Total deposits into the state’s general fund were down 0.9 percent for the year, compared to the previous year, according to preliminary figures from the Hawaii Department of Taxation. That’s stronger than the minus 1.6 percent growth forecast by the Council on Revenues, which lawmakers relied on to build the state’s 2012 and 2013 budgets.

Dean Hirata, deputy director of the state Department of Budget and Finance, called the stronger growth “good news.”

“The June results are encouraging as we look at the Hawaii economy going forward,” Hirata told Civil Beat.

If the minus 1.6 percent growth had panned out, it would have resulted in the general fund finishing the year about $70 million shy of the fiscal 2010 balance.

Under that previous revenue estimate, the state had faced an approximately $230 million shortfall for the 2011 budget year. Lawmakers gave Abercrombie the authority to tap into the Hurricane Relief Fund to cover that deficit.

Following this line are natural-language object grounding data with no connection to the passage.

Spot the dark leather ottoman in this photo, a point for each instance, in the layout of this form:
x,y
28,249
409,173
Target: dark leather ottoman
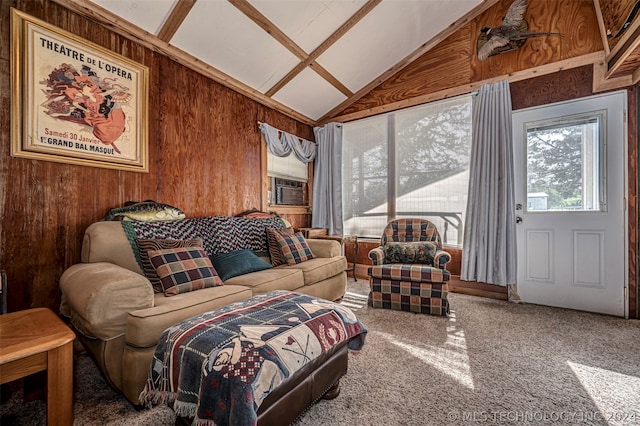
x,y
319,379
265,359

Hirata stressed that the stronger growth won’t affect the state’s approved operating budget, which Gov. Neil Abercrombie signed into law on June 23.

“We should view the (minus 0.9 percent growth) as a cushion or reserve closing out fiscal 2011 year and going into fiscal 2012,” Hirata said. “It does not change the budget that was recently signed by the Governor and we will continue to address the challenges in the FY2012-13 biennium budget, which includes estimates on the revenue side and significant savings and reductions on the expenditure side.”

The Tax Department attributed the overall decline to delayed income tax refunds back in July 2010.

“If the accrued refunds are factored out, general fund deposits have increased by 3.4 percent,” Tax Director Fred Pablo said in a prepared statement.

Within the general fund, General Excise and Use Taxes — the single largest category — for the year totaled $2.49 billion, up 7.7 percent over last fiscal year. Transient Accommodation Tax collections totaled $284.5 million for the year, up almost 27 percent.